Blood Pact
and leave the mopping up to the police.”
"Mike . . .”
"Don't Mike me. And I want that wrist of yours looked at by a doctor before you get gangrene in it and have to have your fucking hand chopped off.”
"The wound won't infect," Henry said with quiet assurance. "And I am going to the lab." He stretched out both arms. Although the bruising had faded from purple to green and the broken bones in his hand had begun to knit, the marks of needles were still very evident. "If, as you say, Catherine didn't move me until late afternoon, any samples, any test results, will be there. They have to be destroyed.”
"Oh, come on, Fitzroy," Celluci sighed. "No one's going to believe anything these people say after their attempt to play Dr.
Frankenstein has been discovered.”
"I can't risk that.”
Celluci looked from Henry to Vicki and back again, then he savagely shoved both hands up through his hair. "Jesus, there's nothing to choose between you. All right, all right, we'll go.”
"I said I was going," Henry pointed out. "You don't have to come with me.”
"Fuck that," Celluci told him bluntly. "We went through too much to find you. You're not moving out of our sight until we stuff you back in that god-damned closet come morning. Unless? . . ." He raised an eloquent brow.
Henry half smiled. "You're both perfectly safe. Although I still hunger, Vicki's blood was more than enough to return my control.”
Celluci's hand rose involuntarily to the place on his throat that Henry's teeth had grazed. Angrily, he turned the motion into an abrupt gesture at the wall of wiring and electrical panels. "We still shutting off the power?”
Vicki nodded and instantly regretted the motion as her head seemed to want to keep on falling. "The reasons for doing it haven't changed. If there're any more of those . . . experiments in this building, I want them shut down." She paused and swallowed, hard. Dr.
Burke had said her mother was up and walking around. It wouldn't be so easy to turn her mother off; to see that her mother died a second time. "We should have about forty-five minutes on the emergency lighting, not that it'll make any difference to me. Plenty of time to get to the lab, do what we have to, and get out.
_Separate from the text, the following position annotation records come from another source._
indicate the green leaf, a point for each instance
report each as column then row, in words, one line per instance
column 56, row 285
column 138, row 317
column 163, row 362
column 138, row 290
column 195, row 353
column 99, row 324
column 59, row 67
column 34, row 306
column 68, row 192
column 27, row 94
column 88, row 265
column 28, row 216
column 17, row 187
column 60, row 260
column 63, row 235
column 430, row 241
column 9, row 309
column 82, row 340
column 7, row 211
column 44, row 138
Then the police can handle the rest." She caught Celluci's gaze and held it. "I promise.”
"Fine." He moved toward the corner of the room where a thick plastic pipe came through the wall and disappeared into a metal box about two feet square. "This is the main feed, so this must be the main disconnect box.”
Close behind him, Vicki peered over his shoulder. "How do you know? I thought your father was a plumber?”
"It's a guy thing, you wouldn't under . . . Ow! Damn it, Vicki, that was the last bit of unbruised flesh I had.”
"Had," Vicki repeated, flicking on her flashlight. "Just pull the switch.”
The switch, about a foot long and rust-pitted down its entire length, refused to surrender so easily. "This thing," Celluci grunted, throwing his weight on it, "hasn't been moved since they wired the building." He managed to force it down to a forty-five-degree angle but could budge it no farther. "I need something to lever it with. The pipe we used on the door . . .”
"May I?" Henry reached past Celluci, wrapped long pale fingers around the switch, and slammed it down in one, fluid motion, snapping it off at the base.
The light in the electrical room went out.
"I thought you hadn't regained all your strength." Celluci squinted in the circle of illumination thrown by Vicki's flashlight.
Henry, who'd stepped back to shield sensitive eyes, shrugged, forgetting for the moment that he couldn't be seen. "I haven't.”
"Jesus H. Christ. How strong are you?”
Resisting the urge to brag, to further advance himself over a rival who had somehow become much more, Henry settled for a diplomatic, "Not strong enough to get free on my own." Which was, after all, only the truth.
Catherine frowned down into the microscope. There had to be a way to use the regenerative properties of the vampire's cells to extend the limited life of her bacteria. Once found, she could tailor new bacteria for number nine and keep him from decomposing like all the rest. She looked up and shot a smile across the room to where he sat patiently watching her from the edge of the bed.
All at once, the lights went out and the constant hum of her computer was swallowed by the silence that swept in with the darkness.